Weakness in the secondary market is also making it harder for companies to borrow. A $1.1 billion leveraged loan tied to chemical maker Arclin Inc.’s acquisition of DuPont de Nemours Inc.’s Aramids business priced last week at one of the steepest discounts for an acquisition financing in months.
The exodus highlights deepening concern over software sector concentration in the loan market. With 16% of the market exposed to those borrowers, US loans trail only private credit collateralized loan obligations, at 19%, and the 26% exposure held by business development companies, Morgan Stanley’s research shows.
Much of this exposure in loans is skewed toward the lowest-rated tiers, including B- and CCC, and largely private names, Morgan Stanley analysts including Vishwas Patkar wrote in a note dated Feb. 9. They expect defaults to probably stay low for now but anticipate price declines to potentially broaden and worsen, saying they prefer junk bonds over loans.
Sentiment has rapidly soured on leveraged loans, once a favored hedge against higher interest rates. The asset class is down about 0.8% this year on a total-return basis, ranking among the worst-performing corners of credit so far, although loans have broadly edged higher this week. While these floating-rate instruments thrive when yields climb, that advantage gets diminished by building growth concerns and credit stress.
Escalating tensions in the Middle East could lead to higher borrowing costs in the leveraged loan market as traders demand higher premiums to compensate for more risk.

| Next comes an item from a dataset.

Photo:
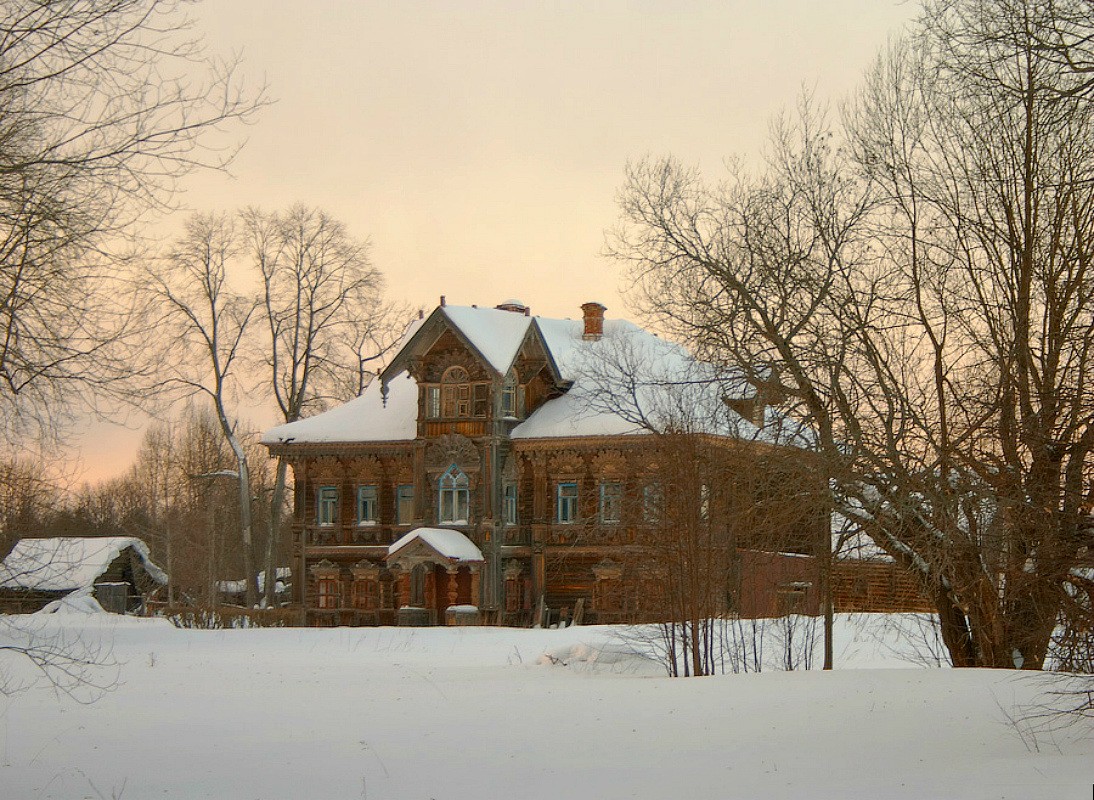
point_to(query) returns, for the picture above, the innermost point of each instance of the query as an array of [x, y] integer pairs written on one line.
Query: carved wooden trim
[[607, 570], [567, 462], [452, 449], [609, 462], [326, 568], [365, 466], [326, 467]]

This could tighten liquidity and place additional pressure on loan borrowers looking to refinance debt and increase downgrades and defaults, prompting even more investors to dump their holdings.
“Pick the catalyst - AI, geopolitics, credit worries - as the backdrop flips to ‘risk off,’ credit vehicles like bank loans are not going to provide a safety cushion,” Todd Sohn, chief ETF strategist for Strategas. “I would expect more discounts and outflows assuming the risk backdrop remains bumpy.”